A critical success on release, the enormous budget of Stanley Kramer’s 1963 epic comedy It’s a Mad, Mad, Mad, Mad World meant that it only just scraped a profit. The premise: a group of strangers race across America to try to get to a rumoured buried treasure.

It’s worth noting that the extended version included on the Criterion release doesn’t fundamentally change the theatrical edition, but rather, just piles on more: more crashes, more pratfalls, and unfortunately, more runtime. At a newly-restored 197 minutes, it might better be titled, It’s a Long, Long, Long, Long Film. But though It’s a Mad, Mad, Mad, Mad World struggles to justify its ludicrous length, there are just enough laughs, cameos and memorable set pieces to garner a recommendation. In the grand tradition of high-concept comedy, the premise is a gossamer-thin excuse for a series of increasingly ridiculous stunts, hi-jinks and gags.

Starring Hollywood luminaries such as Mickey Rooney, Phil Silvers, Ethel Merman and Spencer Tracy – not to mention an endless assortment of cameos – part of the fun of the film is in revelling in who shows up next. The main attraction, however, are the elaborately-staged set pieces, unusual perhaps for 1963 but very much in the tradition of Buster Keaton’s silent pictures (also appearing in a cameo). The film’s two plane sequences are an object lesson in Mad World’s philosophy of ‘more’. The first is a hair-raising sequence in its own right, with Sid Caesar’s Melville and his long-suffering wife struggling not to fall through the rotten floor of a rickety old biplane.

“Like that?” the film seems to say, “well here’s some more!” with a later sequence that sees another plane crash into the control tower of an airport. And while each set piece is undeniably well staged and funny, their cumulative effect over three hours is too often one of fatigue, not humour. Sadly, fatigue is the emotion most commonly felt with the characters too, who feel plonked into predicaments at random, rather than situational comedy deriving from their individual foibles.
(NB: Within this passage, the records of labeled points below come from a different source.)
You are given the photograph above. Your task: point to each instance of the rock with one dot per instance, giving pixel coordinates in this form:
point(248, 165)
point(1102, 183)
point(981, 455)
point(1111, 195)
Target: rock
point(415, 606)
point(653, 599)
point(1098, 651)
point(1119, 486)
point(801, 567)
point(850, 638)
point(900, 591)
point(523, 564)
As almost all the characters are essentially greedy and self-interested, it’s difficult to root for anyone, and the chaotic cross-cutting makes it impossible to determine who is at the front of the race.

One longs for a Wacky Races-style running commentary. Despite this, Mad World‘s final act wrangles back a sense of narrative structure. Switching its focus to Spencer Tracy’s police captain Culpepper, the film deploys a final twist that is both hilarious and unexpectedly poignant, underscoring the underlying themes of greed and desperation. And the final sequence – a raucous Tex Avery-style squabble atop a careening fire engine ladder – is finally everything Mad World wants to be, deranged, cartoonish and very, very funny.